So...while we're trying to clean up our act and prevent the seaboards from being swamped, we'd better make Real Damn Sure we don't *totally* reverse whsat we've done. The "normal and usual" condition right now, would be much worse for us than the one we've wound up in.

'Course that would solve the recent plummet in Florida real estate prices.<G>


----------



## Shack (Sep 5, 2006)

hellosailor said:


> People forget--the only two reasons the 9/11 hijackings happened in the US: . . .


*Only two reasons!!*  Oh well I guess that simplifies it for the simple minded. The fact that these guys were allowed to come into the country after being identified is not a big deal. The gutting of our foreign intelligence program under the auspices of "cleaning up the personalities" must be inconsequential. (_"we don't need to work with shaddy people - we'll just use satellites."_) The fact that UBL declared war on the US . . . blew up the USS Cole . . . blew up African Embassies . . . and that he was minimized as a threat until after 9/11 . . . NONE of that played any part either.

BTW-
The GLOBAL WARMING and CANADIAN DRUG thing were just jokes . . . 
But I'll buy drugs from a Sens fan any day. and beer . . . I'll buy Canadian beer, too. . . . and mucklucks, I need some of those for the big climate change. oooH! and I need a good book on how to par'lez vous . . .


----------



## hellosailor (Apr 11, 2006)

Shack, I stand by "only two reasons". Two immediate reasons, without which *those* attacks could not and would not have taken place. Yes, there would still be folks trying to attack us in other ways. But the immediate reason for these two attacks, was that "we" left the barn doors so wide open, that someone literally could drive a jumbo jet through them.

When you know there are people trying to kill you, and you enable them that way, you've got to take part of the blame for their success. Congress cleverly skirted their portion of the blame by passing the bail-out bill to ensure the two airlines wouldn't ever have to appear in court--and raise the issue that Congress had shut down the sky marshal program. In response to their lobbying.

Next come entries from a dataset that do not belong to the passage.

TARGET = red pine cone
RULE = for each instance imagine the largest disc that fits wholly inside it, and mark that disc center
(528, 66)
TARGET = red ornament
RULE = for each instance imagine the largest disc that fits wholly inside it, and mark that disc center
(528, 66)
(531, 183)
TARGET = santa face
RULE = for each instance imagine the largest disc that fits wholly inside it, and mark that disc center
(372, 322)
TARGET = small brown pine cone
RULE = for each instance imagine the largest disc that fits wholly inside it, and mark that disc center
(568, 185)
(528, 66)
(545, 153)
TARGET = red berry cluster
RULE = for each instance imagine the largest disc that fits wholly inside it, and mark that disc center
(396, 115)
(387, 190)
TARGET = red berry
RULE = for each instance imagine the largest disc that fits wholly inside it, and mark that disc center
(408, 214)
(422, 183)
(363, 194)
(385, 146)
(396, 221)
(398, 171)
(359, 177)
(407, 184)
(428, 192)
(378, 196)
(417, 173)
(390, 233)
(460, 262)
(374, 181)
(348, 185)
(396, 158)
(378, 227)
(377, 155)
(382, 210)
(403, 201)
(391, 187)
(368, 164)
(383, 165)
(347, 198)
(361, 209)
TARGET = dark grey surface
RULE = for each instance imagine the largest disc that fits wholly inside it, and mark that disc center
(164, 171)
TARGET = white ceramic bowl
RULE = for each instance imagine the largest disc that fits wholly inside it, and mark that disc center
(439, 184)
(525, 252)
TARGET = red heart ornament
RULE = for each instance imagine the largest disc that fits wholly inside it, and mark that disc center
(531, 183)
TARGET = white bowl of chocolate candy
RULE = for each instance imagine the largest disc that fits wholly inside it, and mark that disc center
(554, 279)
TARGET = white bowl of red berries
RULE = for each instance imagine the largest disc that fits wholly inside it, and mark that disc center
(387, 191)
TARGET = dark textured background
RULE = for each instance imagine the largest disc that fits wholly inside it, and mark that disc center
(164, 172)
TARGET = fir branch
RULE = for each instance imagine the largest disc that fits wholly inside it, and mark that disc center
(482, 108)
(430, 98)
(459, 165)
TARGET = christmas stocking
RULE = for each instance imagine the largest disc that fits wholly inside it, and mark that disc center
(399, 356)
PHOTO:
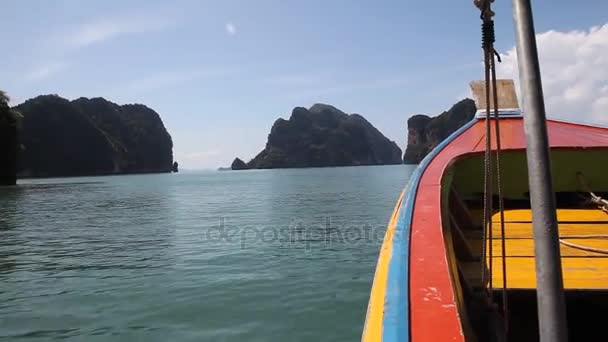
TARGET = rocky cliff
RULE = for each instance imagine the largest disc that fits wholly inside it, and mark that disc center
(90, 137)
(424, 132)
(323, 136)
(8, 142)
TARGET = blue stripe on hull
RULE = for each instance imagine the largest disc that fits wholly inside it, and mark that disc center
(395, 325)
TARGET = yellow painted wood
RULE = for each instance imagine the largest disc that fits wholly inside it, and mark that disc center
(372, 330)
(524, 230)
(579, 273)
(581, 269)
(563, 215)
(525, 248)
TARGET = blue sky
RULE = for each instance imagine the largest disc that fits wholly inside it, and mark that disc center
(221, 72)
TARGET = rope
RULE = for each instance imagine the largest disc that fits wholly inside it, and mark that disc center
(501, 208)
(490, 57)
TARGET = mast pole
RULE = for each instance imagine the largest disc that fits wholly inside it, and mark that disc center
(550, 289)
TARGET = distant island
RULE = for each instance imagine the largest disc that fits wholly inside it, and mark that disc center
(323, 136)
(424, 132)
(83, 137)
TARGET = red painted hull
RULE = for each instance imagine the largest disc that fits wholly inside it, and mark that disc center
(432, 299)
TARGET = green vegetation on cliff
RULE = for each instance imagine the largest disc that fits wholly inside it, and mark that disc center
(91, 137)
(8, 141)
(424, 132)
(323, 136)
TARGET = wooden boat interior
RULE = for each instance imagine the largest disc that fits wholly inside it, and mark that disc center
(583, 229)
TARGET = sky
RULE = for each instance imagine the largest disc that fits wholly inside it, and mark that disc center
(220, 72)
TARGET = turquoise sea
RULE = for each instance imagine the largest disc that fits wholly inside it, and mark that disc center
(260, 255)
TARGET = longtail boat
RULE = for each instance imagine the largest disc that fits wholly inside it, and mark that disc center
(428, 282)
(470, 255)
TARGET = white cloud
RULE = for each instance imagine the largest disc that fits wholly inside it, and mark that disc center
(298, 80)
(175, 78)
(107, 28)
(574, 68)
(230, 29)
(45, 71)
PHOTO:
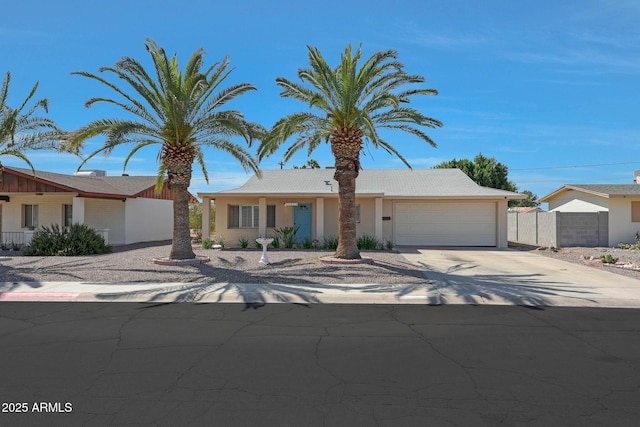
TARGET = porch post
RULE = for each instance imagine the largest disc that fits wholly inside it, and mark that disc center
(502, 223)
(262, 217)
(206, 218)
(378, 219)
(320, 219)
(77, 210)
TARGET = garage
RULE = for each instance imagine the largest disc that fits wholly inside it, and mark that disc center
(446, 223)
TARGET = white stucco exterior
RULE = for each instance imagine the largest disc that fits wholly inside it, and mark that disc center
(615, 199)
(621, 226)
(148, 220)
(577, 201)
(131, 221)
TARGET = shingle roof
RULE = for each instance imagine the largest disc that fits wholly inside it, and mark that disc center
(107, 185)
(416, 183)
(603, 190)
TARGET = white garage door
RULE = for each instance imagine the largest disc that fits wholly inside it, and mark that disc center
(445, 224)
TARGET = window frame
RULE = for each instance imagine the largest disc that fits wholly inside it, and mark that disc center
(238, 214)
(66, 206)
(635, 211)
(32, 222)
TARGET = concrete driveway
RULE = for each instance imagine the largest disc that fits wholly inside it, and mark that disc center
(506, 276)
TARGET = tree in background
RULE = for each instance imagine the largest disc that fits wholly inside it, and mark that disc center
(195, 217)
(21, 130)
(345, 107)
(530, 202)
(181, 112)
(488, 172)
(311, 164)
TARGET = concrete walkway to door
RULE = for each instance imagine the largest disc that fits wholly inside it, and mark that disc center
(507, 276)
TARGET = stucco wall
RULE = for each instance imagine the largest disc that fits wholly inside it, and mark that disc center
(101, 214)
(621, 229)
(559, 229)
(577, 201)
(582, 229)
(284, 216)
(49, 210)
(148, 220)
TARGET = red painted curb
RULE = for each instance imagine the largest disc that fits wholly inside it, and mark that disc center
(38, 296)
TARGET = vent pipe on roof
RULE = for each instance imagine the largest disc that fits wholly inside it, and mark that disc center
(94, 172)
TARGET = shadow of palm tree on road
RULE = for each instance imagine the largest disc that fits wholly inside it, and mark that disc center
(532, 289)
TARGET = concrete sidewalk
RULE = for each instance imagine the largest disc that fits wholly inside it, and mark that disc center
(456, 276)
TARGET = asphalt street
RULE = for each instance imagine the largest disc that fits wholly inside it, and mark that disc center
(106, 364)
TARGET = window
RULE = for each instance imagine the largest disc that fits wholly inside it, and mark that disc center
(271, 216)
(67, 215)
(635, 211)
(242, 216)
(29, 216)
(247, 216)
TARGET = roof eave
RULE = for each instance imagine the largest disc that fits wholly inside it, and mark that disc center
(575, 188)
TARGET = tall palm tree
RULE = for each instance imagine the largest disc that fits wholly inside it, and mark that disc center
(178, 110)
(21, 130)
(352, 104)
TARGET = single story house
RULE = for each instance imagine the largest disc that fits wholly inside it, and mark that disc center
(437, 207)
(124, 208)
(621, 201)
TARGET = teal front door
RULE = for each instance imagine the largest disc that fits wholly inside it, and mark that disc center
(302, 219)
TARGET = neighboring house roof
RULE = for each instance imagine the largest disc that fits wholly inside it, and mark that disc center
(401, 183)
(525, 209)
(602, 190)
(88, 186)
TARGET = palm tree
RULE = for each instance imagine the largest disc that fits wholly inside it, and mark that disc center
(352, 103)
(179, 111)
(21, 131)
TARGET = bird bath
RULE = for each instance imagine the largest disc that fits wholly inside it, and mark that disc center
(264, 242)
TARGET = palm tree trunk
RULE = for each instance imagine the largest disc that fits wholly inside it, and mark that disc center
(181, 244)
(346, 145)
(347, 238)
(178, 162)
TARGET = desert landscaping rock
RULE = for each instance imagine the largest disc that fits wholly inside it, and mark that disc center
(134, 263)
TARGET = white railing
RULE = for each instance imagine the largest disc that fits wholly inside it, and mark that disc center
(12, 237)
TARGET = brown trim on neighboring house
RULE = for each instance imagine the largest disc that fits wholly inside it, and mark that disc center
(16, 182)
(150, 193)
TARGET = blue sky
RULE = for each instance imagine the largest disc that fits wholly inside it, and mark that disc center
(551, 89)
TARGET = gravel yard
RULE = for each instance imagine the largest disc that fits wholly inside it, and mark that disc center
(133, 263)
(628, 259)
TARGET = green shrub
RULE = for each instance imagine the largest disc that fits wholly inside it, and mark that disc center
(389, 245)
(307, 243)
(330, 242)
(367, 242)
(276, 241)
(76, 240)
(287, 236)
(608, 259)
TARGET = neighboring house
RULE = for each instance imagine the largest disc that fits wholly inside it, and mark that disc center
(436, 207)
(621, 201)
(126, 207)
(527, 209)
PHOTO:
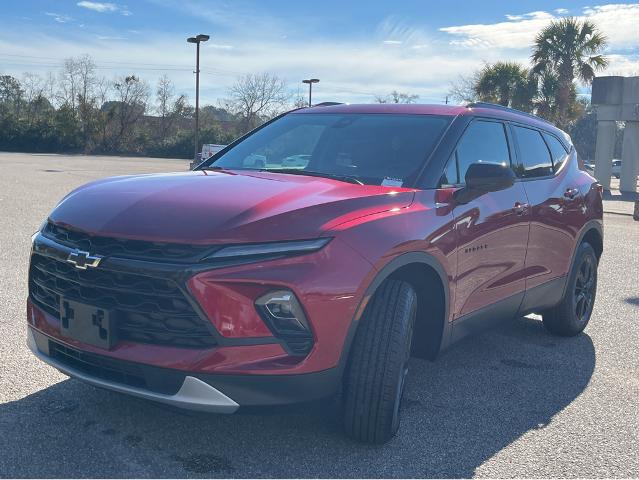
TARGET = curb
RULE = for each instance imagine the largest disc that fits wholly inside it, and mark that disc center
(619, 213)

Larger issues? Sure. Older issues? Sure. But who enabled them that time? "We" did. Until and unless we accept the responsibility for our money-grubbing stupidity in those actions, the same thing is going to happen again and again. What did Walter Kelly say? "I have met the enemy and he is us."

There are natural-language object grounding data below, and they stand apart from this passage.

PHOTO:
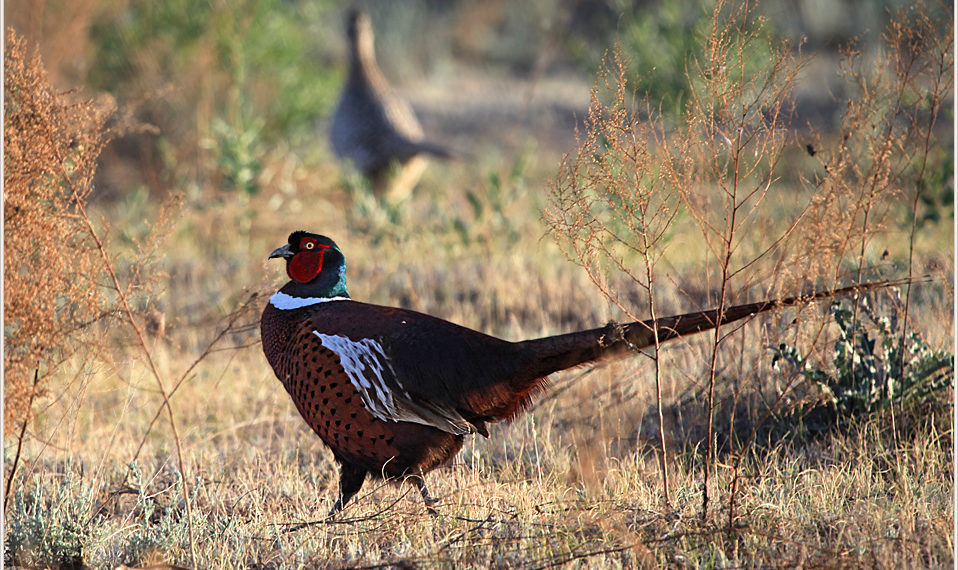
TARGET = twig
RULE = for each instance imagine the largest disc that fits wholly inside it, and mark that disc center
(23, 430)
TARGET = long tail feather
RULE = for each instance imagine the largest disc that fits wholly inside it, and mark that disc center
(567, 350)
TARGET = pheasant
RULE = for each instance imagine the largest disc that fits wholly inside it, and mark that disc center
(394, 392)
(372, 126)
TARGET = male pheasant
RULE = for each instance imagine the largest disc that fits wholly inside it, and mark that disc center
(373, 127)
(394, 392)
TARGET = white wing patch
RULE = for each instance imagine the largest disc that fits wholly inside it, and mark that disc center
(356, 357)
(367, 366)
(285, 302)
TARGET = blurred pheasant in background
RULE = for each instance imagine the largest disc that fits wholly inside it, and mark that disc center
(373, 127)
(394, 392)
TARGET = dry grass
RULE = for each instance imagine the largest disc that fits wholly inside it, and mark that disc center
(580, 479)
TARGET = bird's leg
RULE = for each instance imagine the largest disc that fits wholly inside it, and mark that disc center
(351, 480)
(420, 482)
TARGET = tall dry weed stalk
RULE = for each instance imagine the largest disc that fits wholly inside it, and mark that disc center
(619, 197)
(52, 293)
(633, 182)
(60, 278)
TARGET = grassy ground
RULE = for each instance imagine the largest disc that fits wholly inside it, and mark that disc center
(576, 481)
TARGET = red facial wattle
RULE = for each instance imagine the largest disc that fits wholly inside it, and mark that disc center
(306, 264)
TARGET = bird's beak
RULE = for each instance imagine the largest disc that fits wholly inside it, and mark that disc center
(281, 252)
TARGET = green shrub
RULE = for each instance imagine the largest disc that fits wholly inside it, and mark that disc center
(870, 373)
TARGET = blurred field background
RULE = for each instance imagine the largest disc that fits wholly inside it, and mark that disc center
(167, 148)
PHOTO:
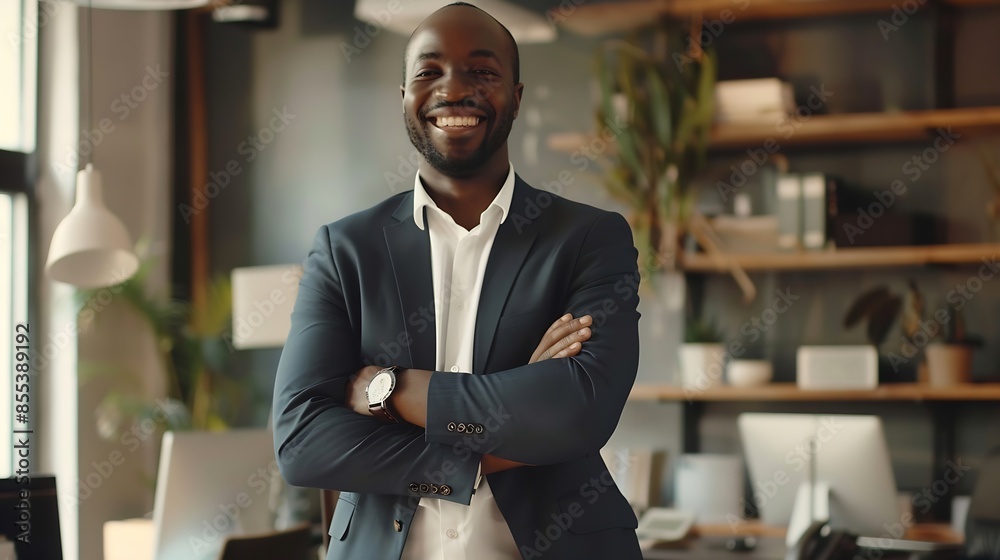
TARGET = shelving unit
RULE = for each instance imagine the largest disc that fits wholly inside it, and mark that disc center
(828, 130)
(865, 257)
(789, 392)
(813, 133)
(596, 19)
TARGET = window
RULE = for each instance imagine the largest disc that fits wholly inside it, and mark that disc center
(18, 70)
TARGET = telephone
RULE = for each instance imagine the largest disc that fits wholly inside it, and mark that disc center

If we're not willing to PAY, with our attention and money, for basic security raher than feel-good dog-and-pony shows, we're going to get hit again, and again, and again. And yes, that will be our own fault. You go play in traffic, you can't blame the traffic for running you down.

We're just damned lucky that Al-Q were bumbling fools, who didn't know how to really conduct an attack. The damage could have been ten times worse, a hundred times worse. Could still be, next time around--because we're still playing dog and pony show.


----------



## Rickm505 (Sep 4, 2005)

Come on guys, keep up with current events. The report the government issued on the collapse of the World Trade Center in September '05 has been called 'rubbish' by the heads of civil engineering departments of Cal Tech, MIT, Unive. of Ill. and just about any other expert that evaluated the report. These are the same guys who trained the guys who actually wrote the report, not nutcases. . Seems these buildings were blown up, not burnt up.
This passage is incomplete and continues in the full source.